Paraphrase Brittleness in Production Retrieval-Augmented Commercial Recommendation: Reproducibility Below the Rerun-Stability Baseline
Pith reviewed 2026-06-30 14:41 UTC · model grok-4.3
The pith
Prompt wording, not buyer intent, drives which brands AI assistants recommend.
A machine-rendered reading of the paper's core claim, the machinery that carries it, and where it could break.
Core claim
Small changes to how a buyer phrases a question produce substantially different brand recommendations from AI assistants. The recommendation-set similarity between two paraphrases of the same underlying buying intent is 0.288 for cosmetic rewordings and 0.135 for constraint-adding rewordings, both far below the 0.50-0.61 same-prompt rerun baseline. The prompt string, not the underlying buyer intent, is the dominant input to which brands surface. Increasing reasoning effort does not narrow the gap.
What carries the argument
Jaccard similarity of recommendation sets, measured between paraphrase pairs versus same-prompt rerun controls.
If this is right
- Prompt-by-prompt mention tracking is structurally unstable as a unit of measurement.

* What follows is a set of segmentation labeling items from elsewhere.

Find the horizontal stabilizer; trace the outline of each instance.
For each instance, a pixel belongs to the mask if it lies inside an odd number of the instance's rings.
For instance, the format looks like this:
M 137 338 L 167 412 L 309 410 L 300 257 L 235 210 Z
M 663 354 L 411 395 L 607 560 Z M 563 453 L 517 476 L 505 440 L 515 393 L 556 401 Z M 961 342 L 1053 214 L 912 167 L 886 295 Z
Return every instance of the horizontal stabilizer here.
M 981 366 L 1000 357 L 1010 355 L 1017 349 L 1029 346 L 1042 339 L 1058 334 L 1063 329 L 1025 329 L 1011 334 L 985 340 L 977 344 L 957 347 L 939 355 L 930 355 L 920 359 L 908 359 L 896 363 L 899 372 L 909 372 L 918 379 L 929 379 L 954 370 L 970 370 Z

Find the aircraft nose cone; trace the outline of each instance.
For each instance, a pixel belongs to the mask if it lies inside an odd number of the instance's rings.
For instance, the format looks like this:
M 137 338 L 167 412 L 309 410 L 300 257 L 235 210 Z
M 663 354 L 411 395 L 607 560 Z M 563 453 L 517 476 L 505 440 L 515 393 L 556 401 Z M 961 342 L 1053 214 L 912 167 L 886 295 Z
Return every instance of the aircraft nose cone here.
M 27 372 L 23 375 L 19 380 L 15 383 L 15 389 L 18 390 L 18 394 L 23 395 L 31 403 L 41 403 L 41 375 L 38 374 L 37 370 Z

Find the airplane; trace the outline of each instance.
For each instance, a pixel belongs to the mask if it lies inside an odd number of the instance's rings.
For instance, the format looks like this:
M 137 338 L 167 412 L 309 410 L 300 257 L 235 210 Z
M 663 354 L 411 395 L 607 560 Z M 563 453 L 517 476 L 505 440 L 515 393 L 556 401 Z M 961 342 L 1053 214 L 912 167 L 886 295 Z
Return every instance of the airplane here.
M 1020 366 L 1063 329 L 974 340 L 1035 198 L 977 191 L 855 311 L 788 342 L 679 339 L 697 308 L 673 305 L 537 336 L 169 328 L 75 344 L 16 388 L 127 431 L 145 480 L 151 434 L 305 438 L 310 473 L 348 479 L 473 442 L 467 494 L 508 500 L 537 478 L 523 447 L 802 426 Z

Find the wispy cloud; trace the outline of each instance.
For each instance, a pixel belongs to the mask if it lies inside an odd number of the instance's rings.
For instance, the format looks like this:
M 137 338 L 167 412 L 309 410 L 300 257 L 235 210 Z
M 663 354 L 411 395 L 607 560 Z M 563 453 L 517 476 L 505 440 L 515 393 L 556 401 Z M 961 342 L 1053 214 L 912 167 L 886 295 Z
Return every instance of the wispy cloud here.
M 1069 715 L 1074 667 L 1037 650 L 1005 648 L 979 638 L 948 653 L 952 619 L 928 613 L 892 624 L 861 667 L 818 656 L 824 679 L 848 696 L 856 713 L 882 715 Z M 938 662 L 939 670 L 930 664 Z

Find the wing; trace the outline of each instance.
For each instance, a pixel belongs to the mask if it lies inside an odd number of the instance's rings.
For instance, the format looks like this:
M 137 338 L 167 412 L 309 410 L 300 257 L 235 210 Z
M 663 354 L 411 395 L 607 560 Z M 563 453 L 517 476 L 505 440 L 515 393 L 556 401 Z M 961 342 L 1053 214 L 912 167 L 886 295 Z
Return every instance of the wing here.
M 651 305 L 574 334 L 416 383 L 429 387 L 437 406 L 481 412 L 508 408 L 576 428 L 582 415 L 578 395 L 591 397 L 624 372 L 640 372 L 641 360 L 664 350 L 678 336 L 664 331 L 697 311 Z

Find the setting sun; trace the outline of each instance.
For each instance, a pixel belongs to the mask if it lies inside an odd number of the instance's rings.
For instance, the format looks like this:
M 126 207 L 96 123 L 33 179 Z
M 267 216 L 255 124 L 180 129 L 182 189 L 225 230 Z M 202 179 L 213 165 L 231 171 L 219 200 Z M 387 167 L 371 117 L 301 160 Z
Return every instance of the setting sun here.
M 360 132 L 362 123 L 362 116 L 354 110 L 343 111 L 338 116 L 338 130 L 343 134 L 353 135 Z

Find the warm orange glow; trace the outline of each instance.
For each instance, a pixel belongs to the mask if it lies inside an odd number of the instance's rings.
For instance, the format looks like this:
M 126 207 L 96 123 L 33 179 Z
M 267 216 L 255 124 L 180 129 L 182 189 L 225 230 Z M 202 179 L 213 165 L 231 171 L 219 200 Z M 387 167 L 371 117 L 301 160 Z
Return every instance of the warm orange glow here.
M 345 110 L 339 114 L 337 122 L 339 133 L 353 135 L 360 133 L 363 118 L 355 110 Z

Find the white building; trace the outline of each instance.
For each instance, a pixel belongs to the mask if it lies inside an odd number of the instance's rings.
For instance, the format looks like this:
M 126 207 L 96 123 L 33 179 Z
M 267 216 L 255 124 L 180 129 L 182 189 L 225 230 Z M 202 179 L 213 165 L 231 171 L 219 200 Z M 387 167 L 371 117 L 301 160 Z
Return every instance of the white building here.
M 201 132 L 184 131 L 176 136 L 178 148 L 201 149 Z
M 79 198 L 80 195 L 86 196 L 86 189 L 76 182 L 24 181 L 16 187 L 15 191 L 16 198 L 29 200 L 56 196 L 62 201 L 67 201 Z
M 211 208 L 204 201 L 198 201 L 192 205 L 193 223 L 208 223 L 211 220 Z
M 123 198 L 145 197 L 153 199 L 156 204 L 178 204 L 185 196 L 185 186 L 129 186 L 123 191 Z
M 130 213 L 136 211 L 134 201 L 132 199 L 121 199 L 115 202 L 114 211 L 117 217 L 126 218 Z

- Sampling more paraphrases per intent can reduce the artifact in principle.
- The natural buyer-phrasing space exceeds the scale of current benchmark prompt sets used in evaluation methods.
- Meaningful improvement requires a different unit of measurement rather than larger prompt sets.
Where Pith is reading between the lines
- The same sensitivity may appear in other retrieval-augmented tasks such as search result ordering.
- Stabilizing outputs across equivalent intents could become a design target for recommendation models.
- Commercial visibility trackers may need intent-level aggregation methods that have been validated beyond small prompt sets.
Load-bearing premise
The same-prompt rerun baseline isolates model-intrinsic stability so that lower paraphrase similarity can be attributed specifically to linguistic variation.
What would settle it
Observing Jaccard similarities for paraphrases that fall inside or above the 0.50-0.61 same-prompt rerun range would show the claimed dominance of prompt string does not hold.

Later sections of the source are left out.